- Portrait of Kaluski, c. 1940s-50s
- Born: Janusz Marja Stefan Rogala Kaluski 1924 Second Polish Republic
- Died: 2010 (aged 85–86) United Kingdom

= Janusz Kaluski =

Janusz Marja Stefan Rogala Kaluski (1924–2010) was a sapper in the Polish Army who took part in the D-Day landings of World War II and who later won the Cross of Valour. In later life, Kaluski devoted himself to the philately of Poland, eventually becoming a Fellow of the Royal Philatelic Society London and donating his stamp collection of fifty years to the British Library Philatelic Collections in 2003.

==Early life==
Jan Kaluski was born in Poland in 1924 and began collecting stamps in 1933, continuing until the outbreak of World War II in 1939.

==World War II==
Kaluski joined the Polish Army in the West in 1941, after arriving in Scotland via Persia, Palestine, Egypt and South Africa. He took part in the D-Day landings as a sapper and carried out mine-clearing work in the Netherlands. He was awarded the Cross of Valour. After the war he settled in the United Kingdom where he lived for the rest of his life.

==Later life==
Kaluski restarted his stamp collection in the early 1950s and spent the following fifty years expanding it.

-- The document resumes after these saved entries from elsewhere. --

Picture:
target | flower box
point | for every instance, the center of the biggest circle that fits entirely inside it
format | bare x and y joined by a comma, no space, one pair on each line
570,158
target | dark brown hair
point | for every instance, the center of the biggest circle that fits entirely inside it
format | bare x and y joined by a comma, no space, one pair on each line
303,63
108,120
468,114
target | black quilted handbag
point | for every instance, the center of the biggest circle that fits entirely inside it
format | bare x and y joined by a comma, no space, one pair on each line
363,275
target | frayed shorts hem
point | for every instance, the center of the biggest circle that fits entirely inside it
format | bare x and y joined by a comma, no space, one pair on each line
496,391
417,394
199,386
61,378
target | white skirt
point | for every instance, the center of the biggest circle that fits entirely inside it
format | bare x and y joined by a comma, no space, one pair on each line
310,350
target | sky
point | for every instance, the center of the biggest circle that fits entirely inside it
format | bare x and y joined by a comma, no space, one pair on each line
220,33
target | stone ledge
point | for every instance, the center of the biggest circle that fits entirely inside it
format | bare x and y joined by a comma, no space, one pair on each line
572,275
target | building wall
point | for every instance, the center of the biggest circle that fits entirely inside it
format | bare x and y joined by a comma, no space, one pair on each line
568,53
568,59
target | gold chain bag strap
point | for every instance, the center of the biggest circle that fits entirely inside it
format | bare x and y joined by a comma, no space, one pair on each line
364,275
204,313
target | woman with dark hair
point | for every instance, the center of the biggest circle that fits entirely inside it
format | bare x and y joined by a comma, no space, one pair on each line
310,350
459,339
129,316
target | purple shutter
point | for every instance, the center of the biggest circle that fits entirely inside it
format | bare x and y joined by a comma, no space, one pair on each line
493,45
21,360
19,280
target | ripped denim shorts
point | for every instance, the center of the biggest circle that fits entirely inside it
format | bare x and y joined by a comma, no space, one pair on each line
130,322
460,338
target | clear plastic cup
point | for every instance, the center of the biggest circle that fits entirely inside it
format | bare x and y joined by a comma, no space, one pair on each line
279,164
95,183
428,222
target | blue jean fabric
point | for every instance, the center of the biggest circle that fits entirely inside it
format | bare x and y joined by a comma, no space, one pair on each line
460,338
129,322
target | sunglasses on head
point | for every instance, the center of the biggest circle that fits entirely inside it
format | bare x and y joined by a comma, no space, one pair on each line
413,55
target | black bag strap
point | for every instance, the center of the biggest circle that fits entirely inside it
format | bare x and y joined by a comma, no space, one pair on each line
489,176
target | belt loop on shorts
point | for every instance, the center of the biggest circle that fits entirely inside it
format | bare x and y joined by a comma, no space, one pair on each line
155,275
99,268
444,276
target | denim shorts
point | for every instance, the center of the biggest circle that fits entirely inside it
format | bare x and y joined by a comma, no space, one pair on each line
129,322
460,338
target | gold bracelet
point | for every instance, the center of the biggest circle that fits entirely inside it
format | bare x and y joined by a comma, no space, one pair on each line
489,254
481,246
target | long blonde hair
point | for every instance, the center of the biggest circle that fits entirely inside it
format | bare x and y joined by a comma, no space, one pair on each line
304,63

He was reported as saying that he wished to donate his collection to the British people as a way of thanking them for welcoming him to Britain.

==The Kaluski Collection==
The Kaluski Collection was donated to the British Library Philatelic Collections in 2003 and includes in 46 volumes postage stamps and postal history material of Poland from 1835 to 2002.